Il problema ha interessato DavaIndia Pharmacy, il ramo farmaceutico di Zota Healthcare, che gestisce un’ampia rete di punti vendita al dettaglio in tutta l’India. Il ricercatore di sicurezza Eaton Zveare ha dichiarato a TechCrunch di aver scoperto la falla dopo aver identificato le interfacce di programmazione delle applicazioni “tremendous amministratore” non sicure sul sito Internet di DavaIndia e condiviso privatamente i dettagli con le autorità indiane di sicurezza informatica.

Il bug ora è stato corretto e Zveare ha rivelato le sue scoperte.

L’esposizione arriva mentre Zota Healthcare scala rapidamente l’attività di vendita al dettaglio di DavaIndia Pharmacy. La società con sede nel Gujarat gestisce più di 2.300 negozi DavaIndia in tutta l’India, incluso 276 nuovi punti vendita annunciato a gennaio e prevede di farlo aggiungi altri 1.200 a 1.500 nei prossimi due anni.

Zveare ha dichiarato a TechCrunch che il difetto derivava da interfacce di amministrazione non sicure, che consentivano agli utenti non autenticati di creare account “tremendous amministratore” con privilegi elevati.

Con questo livello di accesso, un utente malintenzionato potrebbe visualizzare migliaia di ordini on-line contenenti informazioni sui clienti, modificare elenchi e prezzi dei prodotti, creare buoni sconto e modificare le impostazioni che determinano se determinati medicinali richiedono una prescrizione, ha affermato il ricercatore.

Sulla base dei timestamp del sistema, Zveare ha affermato che le interfacce amministrative vulnerabili sembravano essere attive dalla advantageous del 2024. L’accesso ha esposto quasi 17.000 ordini on-line e controlli amministrativi su 883 negozi, ha affermato, consentendo modifiche ai prezzi dei prodotti, ai requisiti di prescrizione e agli sconti promozionali. Zveare ha affermato che l’accesso ha consentito modifiche al contenuto del sito Internet che avrebbero potuto essere utilizzate per deturpazione o interruzione.

I dati degli ordini in farmacia possono essere particolarmente sensibili, poiché potrebbero rivelare informazioni sulle condizioni di salute di una persona, sui farmaci o su altri acquisti privati. L’esposizione di tali dati, anche senza show di uso improprio, comporta maggiori rischi per la privateness e la sicurezza dei pazienti rispetto advert altre informazioni sui consumatori.

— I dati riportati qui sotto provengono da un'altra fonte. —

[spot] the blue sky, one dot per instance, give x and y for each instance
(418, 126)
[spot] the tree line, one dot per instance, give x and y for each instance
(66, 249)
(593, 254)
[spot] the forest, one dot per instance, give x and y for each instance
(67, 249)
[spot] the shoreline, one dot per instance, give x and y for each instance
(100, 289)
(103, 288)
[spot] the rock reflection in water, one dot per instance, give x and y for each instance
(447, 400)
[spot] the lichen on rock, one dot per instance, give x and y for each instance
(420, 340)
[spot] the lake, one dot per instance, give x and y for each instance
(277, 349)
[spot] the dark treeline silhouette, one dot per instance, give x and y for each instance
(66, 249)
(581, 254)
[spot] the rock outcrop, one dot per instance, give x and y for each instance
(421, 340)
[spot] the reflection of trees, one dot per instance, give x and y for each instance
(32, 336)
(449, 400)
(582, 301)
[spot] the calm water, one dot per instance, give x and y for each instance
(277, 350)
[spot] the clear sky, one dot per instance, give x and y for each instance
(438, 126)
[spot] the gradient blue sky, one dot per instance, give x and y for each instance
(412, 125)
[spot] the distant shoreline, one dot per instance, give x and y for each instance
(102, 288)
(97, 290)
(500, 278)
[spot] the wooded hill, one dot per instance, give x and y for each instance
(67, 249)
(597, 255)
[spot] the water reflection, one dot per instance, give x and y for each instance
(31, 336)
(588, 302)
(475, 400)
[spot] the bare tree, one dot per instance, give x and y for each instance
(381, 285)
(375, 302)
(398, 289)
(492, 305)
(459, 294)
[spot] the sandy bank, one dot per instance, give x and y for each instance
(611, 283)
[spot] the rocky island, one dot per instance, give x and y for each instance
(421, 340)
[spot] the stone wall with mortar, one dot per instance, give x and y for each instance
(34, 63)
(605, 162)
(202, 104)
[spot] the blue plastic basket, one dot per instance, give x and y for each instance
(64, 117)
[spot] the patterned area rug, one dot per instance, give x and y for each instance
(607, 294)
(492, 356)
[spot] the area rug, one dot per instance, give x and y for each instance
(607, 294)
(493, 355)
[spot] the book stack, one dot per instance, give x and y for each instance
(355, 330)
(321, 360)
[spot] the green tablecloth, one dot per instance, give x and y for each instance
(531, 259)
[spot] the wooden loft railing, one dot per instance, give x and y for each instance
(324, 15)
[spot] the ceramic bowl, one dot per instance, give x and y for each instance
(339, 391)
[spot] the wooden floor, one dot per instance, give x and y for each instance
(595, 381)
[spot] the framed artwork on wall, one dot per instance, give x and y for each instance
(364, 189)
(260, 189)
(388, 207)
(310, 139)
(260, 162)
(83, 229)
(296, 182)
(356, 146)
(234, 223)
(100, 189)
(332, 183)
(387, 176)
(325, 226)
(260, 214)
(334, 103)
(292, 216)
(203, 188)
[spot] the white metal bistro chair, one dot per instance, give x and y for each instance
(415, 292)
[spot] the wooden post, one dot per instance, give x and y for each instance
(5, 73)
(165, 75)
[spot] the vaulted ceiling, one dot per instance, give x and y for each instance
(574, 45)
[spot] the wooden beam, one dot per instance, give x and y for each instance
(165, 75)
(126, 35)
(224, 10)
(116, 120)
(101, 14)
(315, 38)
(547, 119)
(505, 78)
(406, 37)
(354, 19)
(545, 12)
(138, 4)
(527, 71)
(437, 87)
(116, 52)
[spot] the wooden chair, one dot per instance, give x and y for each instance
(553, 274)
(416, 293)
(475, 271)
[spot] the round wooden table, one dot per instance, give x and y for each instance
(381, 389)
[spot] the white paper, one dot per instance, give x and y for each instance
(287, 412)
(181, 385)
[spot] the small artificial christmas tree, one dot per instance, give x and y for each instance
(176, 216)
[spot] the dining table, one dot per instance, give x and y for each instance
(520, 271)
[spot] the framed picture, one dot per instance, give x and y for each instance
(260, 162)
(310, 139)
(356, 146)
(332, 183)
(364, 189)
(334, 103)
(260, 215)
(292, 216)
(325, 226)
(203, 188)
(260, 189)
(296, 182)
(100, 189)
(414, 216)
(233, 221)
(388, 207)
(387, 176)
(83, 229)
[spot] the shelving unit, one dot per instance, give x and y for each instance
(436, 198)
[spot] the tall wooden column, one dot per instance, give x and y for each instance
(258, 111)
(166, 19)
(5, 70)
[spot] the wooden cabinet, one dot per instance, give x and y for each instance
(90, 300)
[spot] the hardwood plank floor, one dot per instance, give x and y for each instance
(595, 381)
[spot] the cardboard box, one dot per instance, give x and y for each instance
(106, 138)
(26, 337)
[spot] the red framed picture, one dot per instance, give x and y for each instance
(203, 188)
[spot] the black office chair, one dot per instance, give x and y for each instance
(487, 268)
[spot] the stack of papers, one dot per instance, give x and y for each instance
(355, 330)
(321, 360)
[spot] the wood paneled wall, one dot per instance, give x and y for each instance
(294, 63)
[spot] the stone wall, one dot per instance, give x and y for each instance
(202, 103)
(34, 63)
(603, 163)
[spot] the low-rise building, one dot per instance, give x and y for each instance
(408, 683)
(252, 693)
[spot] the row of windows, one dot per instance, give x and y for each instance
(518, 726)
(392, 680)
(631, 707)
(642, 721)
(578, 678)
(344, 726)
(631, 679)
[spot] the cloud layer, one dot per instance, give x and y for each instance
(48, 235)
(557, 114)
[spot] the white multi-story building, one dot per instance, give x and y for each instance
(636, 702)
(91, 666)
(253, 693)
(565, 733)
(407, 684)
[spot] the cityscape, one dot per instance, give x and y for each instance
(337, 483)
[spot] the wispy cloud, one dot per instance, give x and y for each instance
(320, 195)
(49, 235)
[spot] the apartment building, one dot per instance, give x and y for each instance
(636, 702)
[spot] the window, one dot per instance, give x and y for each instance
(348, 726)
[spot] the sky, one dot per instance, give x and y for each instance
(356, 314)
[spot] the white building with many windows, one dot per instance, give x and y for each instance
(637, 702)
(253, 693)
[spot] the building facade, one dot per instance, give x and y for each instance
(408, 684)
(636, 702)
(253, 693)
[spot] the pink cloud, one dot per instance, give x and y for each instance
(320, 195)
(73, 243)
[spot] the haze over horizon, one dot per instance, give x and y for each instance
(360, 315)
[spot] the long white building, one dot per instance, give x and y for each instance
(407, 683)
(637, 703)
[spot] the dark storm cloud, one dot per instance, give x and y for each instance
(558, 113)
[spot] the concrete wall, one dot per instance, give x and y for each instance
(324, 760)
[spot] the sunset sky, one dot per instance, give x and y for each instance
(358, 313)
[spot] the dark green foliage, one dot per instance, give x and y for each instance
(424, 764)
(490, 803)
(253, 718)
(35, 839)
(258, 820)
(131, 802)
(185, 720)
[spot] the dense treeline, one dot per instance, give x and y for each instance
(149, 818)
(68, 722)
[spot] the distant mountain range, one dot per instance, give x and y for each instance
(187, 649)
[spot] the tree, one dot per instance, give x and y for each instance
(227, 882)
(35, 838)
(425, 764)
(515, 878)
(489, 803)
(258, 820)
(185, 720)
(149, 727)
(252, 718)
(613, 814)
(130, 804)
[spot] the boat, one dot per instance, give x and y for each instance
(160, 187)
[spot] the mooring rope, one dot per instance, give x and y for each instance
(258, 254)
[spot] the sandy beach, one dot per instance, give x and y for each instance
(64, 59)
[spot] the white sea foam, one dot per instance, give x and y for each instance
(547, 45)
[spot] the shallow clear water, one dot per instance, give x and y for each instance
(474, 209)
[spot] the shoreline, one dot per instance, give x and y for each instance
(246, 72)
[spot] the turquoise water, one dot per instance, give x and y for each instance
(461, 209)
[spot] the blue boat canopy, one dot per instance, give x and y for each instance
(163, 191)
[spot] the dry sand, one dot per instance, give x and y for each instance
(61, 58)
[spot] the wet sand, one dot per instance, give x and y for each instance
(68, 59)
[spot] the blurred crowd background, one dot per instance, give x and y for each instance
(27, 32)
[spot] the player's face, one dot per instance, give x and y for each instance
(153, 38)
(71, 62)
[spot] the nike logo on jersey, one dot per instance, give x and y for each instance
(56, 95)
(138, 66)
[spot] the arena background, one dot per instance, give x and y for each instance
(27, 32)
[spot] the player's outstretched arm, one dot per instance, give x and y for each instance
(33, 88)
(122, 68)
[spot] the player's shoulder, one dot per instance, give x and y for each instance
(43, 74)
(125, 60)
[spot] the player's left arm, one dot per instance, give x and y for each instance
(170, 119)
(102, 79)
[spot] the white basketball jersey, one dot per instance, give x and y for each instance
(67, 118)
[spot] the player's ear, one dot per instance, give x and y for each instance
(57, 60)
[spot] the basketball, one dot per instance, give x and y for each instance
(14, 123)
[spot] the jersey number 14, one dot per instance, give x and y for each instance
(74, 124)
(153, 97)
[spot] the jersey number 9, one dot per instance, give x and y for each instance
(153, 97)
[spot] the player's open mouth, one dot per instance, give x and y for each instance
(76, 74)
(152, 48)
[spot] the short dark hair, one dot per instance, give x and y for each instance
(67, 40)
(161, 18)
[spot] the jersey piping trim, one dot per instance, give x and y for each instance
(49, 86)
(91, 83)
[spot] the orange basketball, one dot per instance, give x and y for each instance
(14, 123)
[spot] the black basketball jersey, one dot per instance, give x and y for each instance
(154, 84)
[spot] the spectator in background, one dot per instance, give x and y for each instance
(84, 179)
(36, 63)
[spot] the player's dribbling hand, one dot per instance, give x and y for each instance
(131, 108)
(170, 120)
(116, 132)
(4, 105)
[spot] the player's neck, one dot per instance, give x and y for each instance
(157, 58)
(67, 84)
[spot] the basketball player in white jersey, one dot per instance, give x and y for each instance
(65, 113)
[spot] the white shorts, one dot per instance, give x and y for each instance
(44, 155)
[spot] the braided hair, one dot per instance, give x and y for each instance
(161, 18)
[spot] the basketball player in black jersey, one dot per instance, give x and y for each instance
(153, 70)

“Le informazioni sui clienti erano collegate ai loro ordini”, ha affermato Zveare. “Ciò embody nome, numeri di telefono, ID e-mail, indirizzi postali, importo totale pagato e prodotti acquistati. Poiché si tratta di una farmacia, i prodotti acquistati potrebbero essere considerati privati ​​e persino imbarazzanti per alcune persone.”

Zveare ha affermato di aver segnalato il problema al CERT-In, l’agenzia nazionale di risposta alle emergenze informatiche dell’India, nell’agosto 2025. La vulnerabilità è stata risolta in poche settimane, anche se la conferma da parte dell’azienda ha richiesto più tempo ed è stata fornita alle autorità informatiche alla advantageous di novembre, ha affermato.

Sujit Paul, amministratore delegato di Zota Healthcare, non ha risposto alle e-mail inviate da TechCrunch il mese scorso. Il ricercatore ha affermato che non vi period alcuna indicazione che la falla fosse stata sfruttata prima che fosse corretta.